Have you noticed something about self-promoters?

The most sanctimonious critics always turn out to be recent converts.

It’s as if they’ve just changed their mind about something and now they have to aggressively over compensate.

Reformed smokers are a good example. One week they’re on 40 a day, and the next day they are angrily condemning this ‘disgusting habit’ and recommending hard labour for Nicotine addicts. The conversion from chain smoking to chain gang Marshall is almost instantaneous.

It’s all about the pose.

Likewise, the most radical left-wing students are almost always the products of privilege. Their passion, you sense, is less about social justice than about putting their embarrassingly comfortable past behind them.

Politicians who rail against the public school system will inevitably send their children there. It’s as if their obsession with a subject becomes so intense that they become immersed in it. Then, like the victims of Stockholm Syndrome, the hostages fall in love with their captors.    

We learn about this diversionary tactic from an early age.

As Jane Austen nearly said, it is a truth universally acknowledged in school playgrounds, that he who smelt it, dealt it. In other words, from childhood, we are taught to be wary of aggressive messengers, because they are usually hiding something.

This is why I am optimistic that people will see through the glib marketing messages from those pious protectors of privacy, such as Facebook, Google and Amazon.

I like to think that every app user will snort with derision at the irony of the words ‘We value Your Privacy’. They certainly do ‘value your privacy’ – they’re selling it by the pound, to every Tom, Dick and Netbot on the dark web!

Did you know that Facebook has 12,000 data points on each person? That’s 12,000 aspects of your life they have snooped on and 12,000 items of your emotional under wear they have spread out on the shop counter for any advertisers to rummage around.

What a lovely bunch these digital marketing people are. They certainly like dipping their digits into your private life.

That is why every privacy initiative from the likes of Facebook should be met with scepticism.

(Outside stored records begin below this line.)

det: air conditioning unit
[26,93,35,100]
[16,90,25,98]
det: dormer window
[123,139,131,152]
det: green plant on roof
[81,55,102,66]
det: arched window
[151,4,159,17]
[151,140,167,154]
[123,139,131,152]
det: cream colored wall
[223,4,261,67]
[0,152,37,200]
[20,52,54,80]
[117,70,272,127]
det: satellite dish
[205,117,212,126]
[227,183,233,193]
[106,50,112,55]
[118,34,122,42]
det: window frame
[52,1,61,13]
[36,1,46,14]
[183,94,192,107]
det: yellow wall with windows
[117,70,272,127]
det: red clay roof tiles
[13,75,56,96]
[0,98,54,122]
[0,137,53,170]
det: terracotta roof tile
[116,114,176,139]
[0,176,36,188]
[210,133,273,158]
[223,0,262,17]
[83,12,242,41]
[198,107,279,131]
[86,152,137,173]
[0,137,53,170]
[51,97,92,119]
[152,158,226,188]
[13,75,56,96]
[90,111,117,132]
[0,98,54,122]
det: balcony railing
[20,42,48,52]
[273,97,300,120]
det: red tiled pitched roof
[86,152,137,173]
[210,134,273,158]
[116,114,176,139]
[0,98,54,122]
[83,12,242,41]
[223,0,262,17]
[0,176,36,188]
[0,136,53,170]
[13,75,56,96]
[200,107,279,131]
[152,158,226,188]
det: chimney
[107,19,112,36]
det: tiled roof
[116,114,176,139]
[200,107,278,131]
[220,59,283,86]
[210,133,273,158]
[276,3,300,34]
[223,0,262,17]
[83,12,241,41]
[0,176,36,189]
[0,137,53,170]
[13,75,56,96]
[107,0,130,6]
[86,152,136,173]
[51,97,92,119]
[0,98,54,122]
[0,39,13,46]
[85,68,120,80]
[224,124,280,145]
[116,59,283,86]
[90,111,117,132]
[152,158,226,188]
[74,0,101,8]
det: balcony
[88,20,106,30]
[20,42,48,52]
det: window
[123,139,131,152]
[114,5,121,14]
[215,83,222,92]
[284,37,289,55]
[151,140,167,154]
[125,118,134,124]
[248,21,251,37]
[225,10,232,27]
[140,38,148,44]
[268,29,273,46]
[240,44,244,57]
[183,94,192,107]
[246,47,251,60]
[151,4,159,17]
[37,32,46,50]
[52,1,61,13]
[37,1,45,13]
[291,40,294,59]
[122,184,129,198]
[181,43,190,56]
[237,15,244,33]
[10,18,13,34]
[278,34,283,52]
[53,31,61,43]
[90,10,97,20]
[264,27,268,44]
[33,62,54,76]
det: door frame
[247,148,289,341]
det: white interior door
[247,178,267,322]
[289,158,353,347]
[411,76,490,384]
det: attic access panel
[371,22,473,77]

Apple has promised that ‘What happens on your iPhone stays on your iPhone’. However, a recent investigation by the Washington Post found 5,400 hidden app trackers on one test phone – in just one week!

The worst bit is that your iPhone is reporting on you while you are sleeping.

Some of the apps studied had violated their own published privacy policy.

As we learned from gangsters, when people offer you ‘protection’, they don’t always offer you something that’s in your best interests.

However, nobody ever went broke by underestimating the gullibility of the public. There are still people out there who fall for money transfer scams. They actually believe that some anonymous millionaire philanthropist has identified them, for no apparent reason, to be the beneficiary of a get rich quick scheme.

Not only is this implausible, but there is a lot of historical ‘data’ on this. These money transfer scams date back to the 16th century, when they were known as the ‘Spanish Prisoner’ con.

If people haven’t learned not to mistrust ‘geeks bearing gifts’, after 400 years of grifting, then perhaps they never will. We should resign ourselves to the fact that we will never be safe from intrusion and now that IT has brought the outside world into both our homes and our heads, we need practical solutions more than ever.

That’s why Siccura aims to keep everything locked down as much as possible. Every private thought you commit to an email or a text is shrouded in secrecy – or encrypted, to use the technical term. Every document is under a digital lock and key and access to it is so tightly controlled that you can revoke someone’s right to see any document if you change your mind about them.

We are realists at Siccura. We understand that we can never stop people using Facebook, Apple and Amazon. Neither can we stop people being abused by them. But we can take a more honest and realistic approach to protection.

That’s a nice picture you’ve got there! What a shame if it…. fell into the wrong hands, eh?

That’s what protection racketeers used to sound like. These days, you can identify them by the phrase: ’We value your privacy’.